Known until last month as Microsoft Dynamics CRM Live, Microsoft's new hosted offering in priced less -- especially for those who take advantage of Microsoft promotional offers-- and also offers at least five times as much storage as Salesforce.com.
But Microsoft has also drawn criticism around customers' inability to run Microsoft Office and other on-premise applications together with online CRM without the expense of integration servers.
Microsoft's new CRM Online service is available in two flavors. Supporting applications in sales, service, and marketing, the Professional Edition provides 5GB of storage, 100 configurable workflows, and 100 custom entries.
The Professional Plus Edition supports the same applications, but provides 20GB of storage, 200 configurable entities, and 100 custom entities, together with offline synchronization.
Professional Plus supports three clients -- offline, Web, and Outlook -- whereas Professional supports only Web and Outlook clients.
Professional Edition is priced at $39 per user, per month, but only through a special promotion good through the end of this year. On January 1, 2009, regular pricing of $44 will start to apply.
Professional Plus, on the other hand, is priced at $59 per user, per month -- but free 30-day trial subscriptions for Plus are currently available to those who are willing to be contacted -- and presumably qualified as sales leads -- by Microsoft sales reps first.
In comparison, Salesforce.com's Professional Edition is priced at $65 per user, per month, and supplies only 1GB of storage.
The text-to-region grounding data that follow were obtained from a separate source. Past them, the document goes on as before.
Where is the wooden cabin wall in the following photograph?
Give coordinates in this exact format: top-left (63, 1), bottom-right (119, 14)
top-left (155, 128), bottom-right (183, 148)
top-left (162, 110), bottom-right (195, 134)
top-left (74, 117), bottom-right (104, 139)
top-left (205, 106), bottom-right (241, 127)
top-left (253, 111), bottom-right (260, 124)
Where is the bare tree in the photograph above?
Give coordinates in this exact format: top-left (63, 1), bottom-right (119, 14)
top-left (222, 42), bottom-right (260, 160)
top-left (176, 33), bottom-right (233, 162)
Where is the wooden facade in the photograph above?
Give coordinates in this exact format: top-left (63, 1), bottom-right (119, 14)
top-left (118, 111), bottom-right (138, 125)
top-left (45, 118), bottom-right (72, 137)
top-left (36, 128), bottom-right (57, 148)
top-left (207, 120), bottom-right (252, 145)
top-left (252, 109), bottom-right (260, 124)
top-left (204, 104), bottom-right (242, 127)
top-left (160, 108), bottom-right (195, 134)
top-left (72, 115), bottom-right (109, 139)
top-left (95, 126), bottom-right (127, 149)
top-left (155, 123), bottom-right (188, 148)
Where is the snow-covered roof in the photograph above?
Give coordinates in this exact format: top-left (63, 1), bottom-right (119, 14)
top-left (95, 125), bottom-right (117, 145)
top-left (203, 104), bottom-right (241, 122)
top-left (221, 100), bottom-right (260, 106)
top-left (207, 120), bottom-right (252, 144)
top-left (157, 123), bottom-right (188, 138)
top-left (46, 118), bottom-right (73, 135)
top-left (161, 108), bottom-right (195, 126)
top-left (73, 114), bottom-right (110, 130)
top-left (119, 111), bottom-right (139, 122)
Microsoft renamed its online CRM offering at the end of March in an effort to expand its market from SMBs to the same enterprise space long dominated by Salesforce.com
But meanwhile, Salesforce.com and Google have engaged in a series of initiatives to thwart Microsoft's online CRM efforts, capped by the announcement earlier this month of tight integration between Salesforce.com's online CRM suite and Google's online productivity applications and e-mail client.